国際薬膳食育師とは?

国際薬膳食育師とは、国際薬膳食育学会が提唱する「和漢膳」の知識とスキルを学び、それを活用して人々の健康と長寿をサポートする資格です。

 

日本に適応した薬膳

社団法人である国際薬膳食育学会は 2010 年に設立されました。

 

この学会の発足は、日本で薬膳家第 1 号となった板倉 啓子さんが「和漢膳」という薬膳をアレンジしたことがキッカケとなったようです。

 

「和漢膳」とは薬膳の起源である中華料理をベースに、「和」と「洋」の食文化も取り入れて日本人の食文化にアジャストした新しい薬膳です。

 

この背景には日本の食文化が世界的に見ても特殊な形を築いていることや和食だけでなく中華や洋食などの様々な食文化が混じって複雑化していることがあります。

 

色んな顔を持つ日本の食文化には、日本独自の「薬膳」というものを作りあげる必要があったのです。

 

和漢膳は東洋医学の考えである人の「気」「血」「水」のスパイラルを好循環させて、体のバランスを整えることを目的としています。

 

国際薬膳食育師は、一人ひとり異なるこのスパイラルを季節で変わる旬の食べ物と生薬を組み合わせてメニューを提案していきます。

 

和漢膳で使用する主な素材は、根・茎・葉・花・実などです。

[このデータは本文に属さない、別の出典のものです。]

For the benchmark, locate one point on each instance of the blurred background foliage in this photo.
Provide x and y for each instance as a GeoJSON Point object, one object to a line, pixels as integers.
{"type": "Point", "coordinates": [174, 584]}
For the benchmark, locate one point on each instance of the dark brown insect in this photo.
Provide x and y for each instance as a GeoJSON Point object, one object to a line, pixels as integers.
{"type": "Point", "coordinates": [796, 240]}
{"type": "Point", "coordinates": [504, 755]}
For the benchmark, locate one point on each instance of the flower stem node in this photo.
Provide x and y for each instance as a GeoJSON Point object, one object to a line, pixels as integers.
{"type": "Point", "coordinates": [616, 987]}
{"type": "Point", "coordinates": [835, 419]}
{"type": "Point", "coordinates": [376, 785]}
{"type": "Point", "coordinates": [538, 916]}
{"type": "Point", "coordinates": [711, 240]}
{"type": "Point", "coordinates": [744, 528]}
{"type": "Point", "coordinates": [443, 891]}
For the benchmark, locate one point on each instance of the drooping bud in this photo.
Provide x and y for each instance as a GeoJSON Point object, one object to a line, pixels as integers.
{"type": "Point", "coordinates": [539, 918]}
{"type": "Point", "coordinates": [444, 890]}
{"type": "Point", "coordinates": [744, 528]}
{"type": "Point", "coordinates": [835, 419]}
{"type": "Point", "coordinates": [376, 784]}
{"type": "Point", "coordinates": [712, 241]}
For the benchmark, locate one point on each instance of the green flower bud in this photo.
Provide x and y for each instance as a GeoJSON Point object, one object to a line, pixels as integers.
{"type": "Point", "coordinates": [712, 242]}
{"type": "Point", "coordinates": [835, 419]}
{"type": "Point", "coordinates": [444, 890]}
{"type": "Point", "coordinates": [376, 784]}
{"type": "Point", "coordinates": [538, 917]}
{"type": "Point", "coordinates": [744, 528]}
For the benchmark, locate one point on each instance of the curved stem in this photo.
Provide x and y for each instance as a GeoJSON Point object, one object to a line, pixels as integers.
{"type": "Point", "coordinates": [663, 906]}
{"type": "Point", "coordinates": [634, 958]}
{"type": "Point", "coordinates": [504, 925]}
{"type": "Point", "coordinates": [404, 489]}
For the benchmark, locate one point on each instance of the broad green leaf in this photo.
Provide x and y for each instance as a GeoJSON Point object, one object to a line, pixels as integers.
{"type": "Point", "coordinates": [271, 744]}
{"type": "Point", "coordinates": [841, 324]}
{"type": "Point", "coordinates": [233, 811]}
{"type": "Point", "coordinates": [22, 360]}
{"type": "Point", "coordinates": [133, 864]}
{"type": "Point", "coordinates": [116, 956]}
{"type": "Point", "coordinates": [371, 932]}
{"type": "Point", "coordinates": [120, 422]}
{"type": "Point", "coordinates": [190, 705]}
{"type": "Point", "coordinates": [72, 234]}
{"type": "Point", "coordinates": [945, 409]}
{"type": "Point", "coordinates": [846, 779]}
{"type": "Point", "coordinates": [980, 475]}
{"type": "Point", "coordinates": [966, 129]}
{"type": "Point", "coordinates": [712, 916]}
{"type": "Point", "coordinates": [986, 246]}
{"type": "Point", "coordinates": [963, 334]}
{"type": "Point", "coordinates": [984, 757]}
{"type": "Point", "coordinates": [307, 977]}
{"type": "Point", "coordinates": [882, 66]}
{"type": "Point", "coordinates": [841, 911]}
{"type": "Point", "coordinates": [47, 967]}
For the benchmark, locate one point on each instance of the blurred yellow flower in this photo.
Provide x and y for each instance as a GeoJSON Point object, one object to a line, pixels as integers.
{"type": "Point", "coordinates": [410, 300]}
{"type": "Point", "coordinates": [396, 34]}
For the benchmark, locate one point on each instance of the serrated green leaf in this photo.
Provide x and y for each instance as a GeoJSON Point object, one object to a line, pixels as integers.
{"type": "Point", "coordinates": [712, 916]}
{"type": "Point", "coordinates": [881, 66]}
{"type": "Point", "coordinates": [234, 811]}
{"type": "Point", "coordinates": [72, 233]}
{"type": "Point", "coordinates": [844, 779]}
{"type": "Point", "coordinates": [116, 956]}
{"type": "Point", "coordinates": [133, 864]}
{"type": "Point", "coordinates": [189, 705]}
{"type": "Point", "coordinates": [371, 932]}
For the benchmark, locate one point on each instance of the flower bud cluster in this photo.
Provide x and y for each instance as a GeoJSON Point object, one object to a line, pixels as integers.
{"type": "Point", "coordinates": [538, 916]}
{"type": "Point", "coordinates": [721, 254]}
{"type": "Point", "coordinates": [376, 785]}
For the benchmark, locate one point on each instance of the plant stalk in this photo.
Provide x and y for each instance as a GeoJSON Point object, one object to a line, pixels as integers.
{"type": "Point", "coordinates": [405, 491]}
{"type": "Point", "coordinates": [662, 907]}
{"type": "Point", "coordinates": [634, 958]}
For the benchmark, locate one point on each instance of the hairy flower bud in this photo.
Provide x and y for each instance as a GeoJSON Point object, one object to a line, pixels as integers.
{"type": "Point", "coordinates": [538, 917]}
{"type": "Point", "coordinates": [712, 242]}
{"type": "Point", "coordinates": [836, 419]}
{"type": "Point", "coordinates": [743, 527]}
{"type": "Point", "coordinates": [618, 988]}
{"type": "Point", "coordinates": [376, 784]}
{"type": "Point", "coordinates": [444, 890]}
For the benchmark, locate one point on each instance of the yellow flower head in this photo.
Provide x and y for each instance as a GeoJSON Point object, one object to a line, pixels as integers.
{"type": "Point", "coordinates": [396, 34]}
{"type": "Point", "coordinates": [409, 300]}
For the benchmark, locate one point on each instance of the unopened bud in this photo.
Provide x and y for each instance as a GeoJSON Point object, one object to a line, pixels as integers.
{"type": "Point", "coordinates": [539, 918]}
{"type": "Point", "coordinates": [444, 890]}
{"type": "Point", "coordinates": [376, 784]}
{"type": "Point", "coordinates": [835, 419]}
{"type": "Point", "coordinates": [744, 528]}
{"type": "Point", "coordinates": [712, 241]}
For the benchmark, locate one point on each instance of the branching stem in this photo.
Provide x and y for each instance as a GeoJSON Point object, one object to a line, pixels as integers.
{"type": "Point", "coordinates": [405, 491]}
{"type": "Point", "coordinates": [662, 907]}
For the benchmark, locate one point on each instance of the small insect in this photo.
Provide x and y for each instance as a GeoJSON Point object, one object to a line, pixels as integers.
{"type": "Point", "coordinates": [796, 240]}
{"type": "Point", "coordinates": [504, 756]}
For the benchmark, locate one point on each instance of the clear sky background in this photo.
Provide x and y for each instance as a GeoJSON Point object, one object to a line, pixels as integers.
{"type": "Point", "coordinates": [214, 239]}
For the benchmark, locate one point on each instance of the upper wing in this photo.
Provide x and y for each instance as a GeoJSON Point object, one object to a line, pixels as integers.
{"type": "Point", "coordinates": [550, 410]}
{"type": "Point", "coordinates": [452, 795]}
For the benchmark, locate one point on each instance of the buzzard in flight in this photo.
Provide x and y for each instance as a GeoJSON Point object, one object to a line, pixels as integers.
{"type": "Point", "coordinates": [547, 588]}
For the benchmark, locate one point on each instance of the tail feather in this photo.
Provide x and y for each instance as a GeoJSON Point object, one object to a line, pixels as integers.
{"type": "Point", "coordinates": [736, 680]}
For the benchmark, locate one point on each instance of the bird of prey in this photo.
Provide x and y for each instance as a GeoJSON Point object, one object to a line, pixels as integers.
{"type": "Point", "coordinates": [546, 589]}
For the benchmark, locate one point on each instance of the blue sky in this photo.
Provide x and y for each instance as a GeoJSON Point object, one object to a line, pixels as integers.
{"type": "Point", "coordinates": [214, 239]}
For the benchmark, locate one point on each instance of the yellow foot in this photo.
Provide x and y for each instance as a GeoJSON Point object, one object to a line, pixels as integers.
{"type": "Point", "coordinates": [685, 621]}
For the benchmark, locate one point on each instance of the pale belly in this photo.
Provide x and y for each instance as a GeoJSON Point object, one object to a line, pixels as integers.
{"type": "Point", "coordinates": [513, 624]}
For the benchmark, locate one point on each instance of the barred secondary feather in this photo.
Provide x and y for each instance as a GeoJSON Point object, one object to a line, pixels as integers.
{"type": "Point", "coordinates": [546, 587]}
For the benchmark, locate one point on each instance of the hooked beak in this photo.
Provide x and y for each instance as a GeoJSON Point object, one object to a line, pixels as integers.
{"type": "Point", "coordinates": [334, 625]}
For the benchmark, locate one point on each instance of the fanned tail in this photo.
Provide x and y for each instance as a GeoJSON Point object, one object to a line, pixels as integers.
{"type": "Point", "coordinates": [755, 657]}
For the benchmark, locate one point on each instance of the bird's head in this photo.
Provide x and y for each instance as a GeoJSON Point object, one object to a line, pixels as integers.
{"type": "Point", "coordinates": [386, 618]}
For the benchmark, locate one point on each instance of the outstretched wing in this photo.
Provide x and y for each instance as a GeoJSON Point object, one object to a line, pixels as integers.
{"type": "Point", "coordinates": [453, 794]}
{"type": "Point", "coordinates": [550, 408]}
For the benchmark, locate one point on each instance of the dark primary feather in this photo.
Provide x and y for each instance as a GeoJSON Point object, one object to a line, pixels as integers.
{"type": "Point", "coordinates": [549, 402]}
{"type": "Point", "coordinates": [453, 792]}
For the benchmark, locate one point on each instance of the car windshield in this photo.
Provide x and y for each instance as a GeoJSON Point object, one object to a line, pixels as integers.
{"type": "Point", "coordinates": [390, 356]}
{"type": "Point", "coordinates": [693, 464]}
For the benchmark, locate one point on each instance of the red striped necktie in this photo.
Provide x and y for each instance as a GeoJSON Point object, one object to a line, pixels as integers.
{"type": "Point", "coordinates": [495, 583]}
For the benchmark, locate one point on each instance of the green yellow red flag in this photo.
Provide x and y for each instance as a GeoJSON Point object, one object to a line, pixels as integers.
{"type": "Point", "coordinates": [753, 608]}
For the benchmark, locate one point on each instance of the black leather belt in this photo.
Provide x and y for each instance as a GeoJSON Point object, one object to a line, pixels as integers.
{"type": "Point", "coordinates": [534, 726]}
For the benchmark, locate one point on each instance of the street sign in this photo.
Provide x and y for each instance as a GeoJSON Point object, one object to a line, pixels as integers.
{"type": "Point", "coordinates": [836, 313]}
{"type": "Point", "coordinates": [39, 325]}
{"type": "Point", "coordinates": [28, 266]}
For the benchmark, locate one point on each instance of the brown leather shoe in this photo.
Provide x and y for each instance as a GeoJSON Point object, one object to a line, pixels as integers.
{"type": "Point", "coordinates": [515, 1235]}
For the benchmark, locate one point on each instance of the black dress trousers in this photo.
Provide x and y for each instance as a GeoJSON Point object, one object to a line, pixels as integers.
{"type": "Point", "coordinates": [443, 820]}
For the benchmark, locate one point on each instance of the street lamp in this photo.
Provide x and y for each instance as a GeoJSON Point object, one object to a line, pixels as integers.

即効性の生薬もありますが、体質改善の効果が実感できるまでには約 3 ヶ月ほどかかるようです。

 

資格を取得する方法

国際薬膳食育師はまだまだ認知度は高くないですが、食品や医療、介護関係の仕事に携わる人には取得をお勧めしたい資格です。

 

この資格は特級師範、1 級、2 級、3 級に分けられています。初心者向けの 3 級を取得するには、学会が認定する通信講座を受講して修了試験をパスする必要があります。

 

各級によって講習・試験方式が変わり、1 級試験では面接も加えられます。特級師範を資格を取得すると、薬膳のプロとしてマスコミや講習会などに参加して活動することができます。

 

また国際薬膳食育学会の本部講師としても認定されます。国際薬膳食育師の資格を取得して、ぜひ家庭生活や仕事に活用してみてはいかがでしょうか。